Our flaky test management system is offered as a service within CloudBuild (Microsoft’s distributed build service) and CloudTest (Microsoft’s verification service). At a high-level, our system infers flaky tests from the test execution telemetry, quarantines those tests to avoid test failures due to known flaky tests, and files bugs to notify developers. The tests are removed from the quarantine soon after the developer fixes the bug, ensuring that we do not lose the test coverage permanently. Our system includes three major phases:

Inference

The inference phase helps identify the flaky tests by monitoring the telemetry emitted while executing tests in CloudTest. The default logic relies on CloudTest’s retry mechanism. In rolling sessions triggered off the master/main branch of a repo, whenever a test fails and the retry passes, we identify the test as flaky. We’ve experimented with more advanced algorithms, but found that for large, established test suites, simple retries yield impressive results. However, we also provide extensibility where individual teams can use different logic to infer flaky tests. For example, one team identifies a test as flaky if it fails and passes for different users within a given time window.

Reporting

The goal of this phase is to file bugs for the inferred flaky tests and assign them to the owner of the test. The bug reports include detailed information about the failure, associated sessions, and ways to identify the latest failures in case the bug is not triaged immediately. If no owner is explicitly specified for the test, we use a heuristic of identifying the owner as the developer who made recent frequent changes to the test.

Mitigation

Finally, the mitigation phase aims to suppress the test failures that happen due to known flaky tests, referred to as quarantined tests. Our system also explicitly reports the tests as flaky in our UI (User Interfaces) as shown in the screenshot below.

Image Pullrequests

Image ADO BuildWithFlakyTag

 

Given the diversity of languages and test frameworks used at Microsoft, our mitigation phase is specifically designed to be independent of any language or test framework and operates purely on the generated test results.
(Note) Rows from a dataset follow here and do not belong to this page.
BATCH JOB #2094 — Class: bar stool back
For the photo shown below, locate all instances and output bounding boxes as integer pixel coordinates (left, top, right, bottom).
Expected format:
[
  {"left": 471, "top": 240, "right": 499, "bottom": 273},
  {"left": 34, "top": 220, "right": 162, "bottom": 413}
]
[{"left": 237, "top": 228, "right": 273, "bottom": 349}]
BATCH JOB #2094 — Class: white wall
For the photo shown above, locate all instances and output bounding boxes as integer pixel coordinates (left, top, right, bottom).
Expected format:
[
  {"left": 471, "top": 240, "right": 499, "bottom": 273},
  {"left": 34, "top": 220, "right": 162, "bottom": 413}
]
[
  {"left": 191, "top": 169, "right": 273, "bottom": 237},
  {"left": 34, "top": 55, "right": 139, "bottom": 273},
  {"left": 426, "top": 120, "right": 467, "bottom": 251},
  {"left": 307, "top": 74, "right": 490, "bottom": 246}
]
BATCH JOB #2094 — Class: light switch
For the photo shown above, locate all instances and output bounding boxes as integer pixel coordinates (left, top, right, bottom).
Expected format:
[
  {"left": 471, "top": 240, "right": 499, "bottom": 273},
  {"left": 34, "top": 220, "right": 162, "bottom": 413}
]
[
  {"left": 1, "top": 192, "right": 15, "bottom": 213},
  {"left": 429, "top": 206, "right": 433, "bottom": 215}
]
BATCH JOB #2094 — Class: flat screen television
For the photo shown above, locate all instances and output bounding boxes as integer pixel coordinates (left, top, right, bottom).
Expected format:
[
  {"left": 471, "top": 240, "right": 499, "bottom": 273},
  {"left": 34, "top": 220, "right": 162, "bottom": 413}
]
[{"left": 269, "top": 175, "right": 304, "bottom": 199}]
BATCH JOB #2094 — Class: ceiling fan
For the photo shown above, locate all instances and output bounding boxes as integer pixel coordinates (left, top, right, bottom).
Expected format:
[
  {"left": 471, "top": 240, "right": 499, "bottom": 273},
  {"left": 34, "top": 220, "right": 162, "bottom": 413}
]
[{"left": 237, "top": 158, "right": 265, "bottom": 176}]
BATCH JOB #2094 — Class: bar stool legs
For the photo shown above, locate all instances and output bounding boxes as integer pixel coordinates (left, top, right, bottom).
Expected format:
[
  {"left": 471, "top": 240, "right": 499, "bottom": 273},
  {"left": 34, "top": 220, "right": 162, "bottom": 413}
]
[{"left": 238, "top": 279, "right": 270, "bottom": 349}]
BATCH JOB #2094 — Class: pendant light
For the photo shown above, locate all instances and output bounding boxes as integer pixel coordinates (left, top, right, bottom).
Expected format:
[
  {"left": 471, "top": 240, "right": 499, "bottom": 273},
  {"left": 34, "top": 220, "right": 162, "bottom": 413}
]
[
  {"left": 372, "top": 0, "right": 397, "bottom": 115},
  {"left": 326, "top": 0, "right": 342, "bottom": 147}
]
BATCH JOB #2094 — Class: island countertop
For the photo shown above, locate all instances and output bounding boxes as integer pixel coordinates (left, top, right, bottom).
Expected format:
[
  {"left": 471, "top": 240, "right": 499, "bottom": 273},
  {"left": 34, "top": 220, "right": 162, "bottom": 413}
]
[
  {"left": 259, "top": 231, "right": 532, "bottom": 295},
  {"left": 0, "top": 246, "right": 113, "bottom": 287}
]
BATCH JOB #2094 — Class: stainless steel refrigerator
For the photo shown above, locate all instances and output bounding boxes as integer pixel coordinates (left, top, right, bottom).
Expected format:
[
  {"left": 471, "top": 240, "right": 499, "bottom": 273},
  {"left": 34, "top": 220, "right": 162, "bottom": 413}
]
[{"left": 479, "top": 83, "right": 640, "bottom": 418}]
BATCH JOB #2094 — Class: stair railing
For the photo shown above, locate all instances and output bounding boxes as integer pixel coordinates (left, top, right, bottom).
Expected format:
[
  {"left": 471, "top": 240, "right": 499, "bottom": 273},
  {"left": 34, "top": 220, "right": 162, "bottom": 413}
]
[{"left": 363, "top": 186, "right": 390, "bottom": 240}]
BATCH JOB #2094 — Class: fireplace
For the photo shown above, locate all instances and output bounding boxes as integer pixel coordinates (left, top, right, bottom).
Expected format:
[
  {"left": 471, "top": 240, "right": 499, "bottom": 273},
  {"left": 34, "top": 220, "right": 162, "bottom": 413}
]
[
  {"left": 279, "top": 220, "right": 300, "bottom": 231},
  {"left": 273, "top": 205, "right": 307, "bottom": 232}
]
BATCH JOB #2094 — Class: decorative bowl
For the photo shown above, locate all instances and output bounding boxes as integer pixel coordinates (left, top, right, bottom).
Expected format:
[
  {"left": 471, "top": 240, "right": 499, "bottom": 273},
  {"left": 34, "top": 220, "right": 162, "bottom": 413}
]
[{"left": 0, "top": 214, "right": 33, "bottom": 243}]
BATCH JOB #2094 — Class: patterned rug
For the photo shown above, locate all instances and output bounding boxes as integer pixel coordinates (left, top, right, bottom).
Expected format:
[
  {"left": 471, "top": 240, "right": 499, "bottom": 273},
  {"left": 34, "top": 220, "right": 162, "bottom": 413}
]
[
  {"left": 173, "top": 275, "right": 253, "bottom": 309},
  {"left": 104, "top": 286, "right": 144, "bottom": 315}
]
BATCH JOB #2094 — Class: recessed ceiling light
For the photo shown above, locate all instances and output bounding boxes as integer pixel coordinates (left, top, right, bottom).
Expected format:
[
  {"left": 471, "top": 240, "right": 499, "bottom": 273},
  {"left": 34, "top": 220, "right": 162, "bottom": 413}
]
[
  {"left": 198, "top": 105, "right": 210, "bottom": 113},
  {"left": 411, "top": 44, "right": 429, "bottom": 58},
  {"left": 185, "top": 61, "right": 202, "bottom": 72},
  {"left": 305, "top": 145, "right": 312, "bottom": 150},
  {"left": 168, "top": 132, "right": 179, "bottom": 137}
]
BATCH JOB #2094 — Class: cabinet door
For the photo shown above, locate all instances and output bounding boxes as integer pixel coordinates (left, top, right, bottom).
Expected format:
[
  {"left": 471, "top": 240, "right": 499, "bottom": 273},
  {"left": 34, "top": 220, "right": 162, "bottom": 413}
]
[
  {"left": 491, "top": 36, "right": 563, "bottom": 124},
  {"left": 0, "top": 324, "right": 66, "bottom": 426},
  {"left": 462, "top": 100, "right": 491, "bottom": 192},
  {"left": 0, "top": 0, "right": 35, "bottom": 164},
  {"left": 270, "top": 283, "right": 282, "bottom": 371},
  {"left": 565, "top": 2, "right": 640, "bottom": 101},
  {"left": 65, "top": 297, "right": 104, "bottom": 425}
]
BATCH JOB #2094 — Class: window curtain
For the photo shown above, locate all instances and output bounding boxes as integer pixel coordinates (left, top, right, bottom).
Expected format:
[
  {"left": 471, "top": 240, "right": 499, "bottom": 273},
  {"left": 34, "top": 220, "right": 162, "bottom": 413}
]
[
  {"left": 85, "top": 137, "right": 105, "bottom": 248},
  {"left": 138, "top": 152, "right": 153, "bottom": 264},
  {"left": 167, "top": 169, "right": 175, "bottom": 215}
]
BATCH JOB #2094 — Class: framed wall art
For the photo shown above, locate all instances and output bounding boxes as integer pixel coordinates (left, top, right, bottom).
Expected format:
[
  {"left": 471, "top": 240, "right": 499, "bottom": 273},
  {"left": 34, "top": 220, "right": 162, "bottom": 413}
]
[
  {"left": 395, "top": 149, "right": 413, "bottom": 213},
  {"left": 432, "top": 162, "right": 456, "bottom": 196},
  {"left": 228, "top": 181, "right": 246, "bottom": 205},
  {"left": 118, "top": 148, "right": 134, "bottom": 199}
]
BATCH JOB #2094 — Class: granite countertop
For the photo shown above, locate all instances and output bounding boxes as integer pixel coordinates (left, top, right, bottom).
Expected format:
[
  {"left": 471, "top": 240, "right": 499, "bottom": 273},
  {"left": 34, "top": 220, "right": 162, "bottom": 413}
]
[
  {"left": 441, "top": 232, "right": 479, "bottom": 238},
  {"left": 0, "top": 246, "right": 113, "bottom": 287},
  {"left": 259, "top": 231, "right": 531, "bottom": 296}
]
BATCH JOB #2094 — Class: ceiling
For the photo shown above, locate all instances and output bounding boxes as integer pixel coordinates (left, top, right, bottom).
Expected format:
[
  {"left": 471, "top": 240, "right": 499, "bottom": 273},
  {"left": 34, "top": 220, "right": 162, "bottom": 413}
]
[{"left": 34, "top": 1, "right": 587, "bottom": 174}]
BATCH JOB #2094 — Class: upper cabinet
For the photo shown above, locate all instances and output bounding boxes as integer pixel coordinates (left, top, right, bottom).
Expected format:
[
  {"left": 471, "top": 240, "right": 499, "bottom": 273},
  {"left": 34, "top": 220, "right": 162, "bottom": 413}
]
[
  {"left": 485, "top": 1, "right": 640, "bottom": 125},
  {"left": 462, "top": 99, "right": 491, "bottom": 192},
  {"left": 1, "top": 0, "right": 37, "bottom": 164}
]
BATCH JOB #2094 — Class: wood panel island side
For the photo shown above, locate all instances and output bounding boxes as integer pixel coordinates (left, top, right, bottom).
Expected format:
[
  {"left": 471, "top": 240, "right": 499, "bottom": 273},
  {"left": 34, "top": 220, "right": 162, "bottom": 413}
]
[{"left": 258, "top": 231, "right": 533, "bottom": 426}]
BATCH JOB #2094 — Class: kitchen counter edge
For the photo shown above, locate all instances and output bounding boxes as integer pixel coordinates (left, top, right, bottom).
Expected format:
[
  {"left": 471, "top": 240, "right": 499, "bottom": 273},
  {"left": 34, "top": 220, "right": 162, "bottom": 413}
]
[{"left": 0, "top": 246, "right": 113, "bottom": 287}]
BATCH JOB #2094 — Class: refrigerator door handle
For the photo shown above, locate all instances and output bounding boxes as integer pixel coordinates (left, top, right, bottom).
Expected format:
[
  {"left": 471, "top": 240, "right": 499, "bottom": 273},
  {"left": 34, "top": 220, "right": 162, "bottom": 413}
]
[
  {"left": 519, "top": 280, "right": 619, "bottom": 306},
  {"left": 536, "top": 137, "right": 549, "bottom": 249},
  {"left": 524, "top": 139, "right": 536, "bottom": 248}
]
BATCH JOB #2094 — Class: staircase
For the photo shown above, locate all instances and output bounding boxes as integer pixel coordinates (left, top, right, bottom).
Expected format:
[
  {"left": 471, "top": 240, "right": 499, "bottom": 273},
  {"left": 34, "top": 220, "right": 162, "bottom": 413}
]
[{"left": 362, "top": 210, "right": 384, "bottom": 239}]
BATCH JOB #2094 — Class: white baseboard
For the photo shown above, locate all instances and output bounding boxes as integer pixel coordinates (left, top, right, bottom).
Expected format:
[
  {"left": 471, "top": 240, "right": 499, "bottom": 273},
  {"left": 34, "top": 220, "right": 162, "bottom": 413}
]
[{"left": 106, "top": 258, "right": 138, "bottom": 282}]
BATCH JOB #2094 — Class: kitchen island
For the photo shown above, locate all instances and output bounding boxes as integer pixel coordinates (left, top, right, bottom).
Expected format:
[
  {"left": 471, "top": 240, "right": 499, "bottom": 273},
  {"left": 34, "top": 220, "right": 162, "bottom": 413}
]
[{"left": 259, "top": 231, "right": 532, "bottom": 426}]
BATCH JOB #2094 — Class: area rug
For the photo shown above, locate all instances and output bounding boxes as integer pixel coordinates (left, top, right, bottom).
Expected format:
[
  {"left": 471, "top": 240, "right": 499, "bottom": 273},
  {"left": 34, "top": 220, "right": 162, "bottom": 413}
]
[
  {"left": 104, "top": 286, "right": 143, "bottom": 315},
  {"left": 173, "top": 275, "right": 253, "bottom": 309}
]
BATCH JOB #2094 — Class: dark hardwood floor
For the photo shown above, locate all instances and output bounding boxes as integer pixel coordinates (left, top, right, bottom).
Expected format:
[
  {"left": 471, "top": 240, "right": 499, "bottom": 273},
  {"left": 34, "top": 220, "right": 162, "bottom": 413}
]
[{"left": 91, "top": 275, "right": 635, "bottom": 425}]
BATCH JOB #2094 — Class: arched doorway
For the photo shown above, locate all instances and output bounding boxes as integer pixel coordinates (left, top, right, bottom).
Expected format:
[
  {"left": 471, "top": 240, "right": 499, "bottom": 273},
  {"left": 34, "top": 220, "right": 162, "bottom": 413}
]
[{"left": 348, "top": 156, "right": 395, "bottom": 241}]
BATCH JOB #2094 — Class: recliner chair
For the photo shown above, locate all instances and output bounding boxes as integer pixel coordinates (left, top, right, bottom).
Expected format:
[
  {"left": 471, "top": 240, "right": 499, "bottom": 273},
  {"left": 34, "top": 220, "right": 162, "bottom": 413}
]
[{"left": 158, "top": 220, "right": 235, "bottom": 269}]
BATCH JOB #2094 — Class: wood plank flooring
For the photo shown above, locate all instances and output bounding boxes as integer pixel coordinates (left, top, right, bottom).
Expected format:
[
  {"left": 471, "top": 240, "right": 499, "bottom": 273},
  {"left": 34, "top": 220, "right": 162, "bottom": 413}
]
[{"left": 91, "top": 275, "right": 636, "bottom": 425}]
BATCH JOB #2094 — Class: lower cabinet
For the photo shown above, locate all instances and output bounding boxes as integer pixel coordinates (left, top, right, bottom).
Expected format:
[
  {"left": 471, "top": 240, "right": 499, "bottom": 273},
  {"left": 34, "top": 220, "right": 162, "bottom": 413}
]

Whenever a developer closes a bug report, our system automatically removes the test from quarantine — any further failures of that test will block the validation pipeline. Note that we always run all the tests and only suppress the results of the quarantined tests. This helps us in monitoring quarantined tests as well, to automatically remove them from quarantine and close the associated bug if they are not flaky over a certain period. This feature helps further reduce the developer effort, especially in the presence of many flaky tests.

Summary

Our flaky test management system is currently used by more than 100 product teams across Microsoft. The system has already identified ~49K flaky tests and helped pass 160K sessions that would have failed due to flaky test failures. Our telemetry also shows that many of the reported bugs have been closed, demonstrating how our system is helping improve the overall quality of the test collateral at Microsoft. Lastly, our system helps influence the culture, where teams enforce additional policies, like blocking PRs for developers, if they have more than 10 flaky test bugs assigned to them.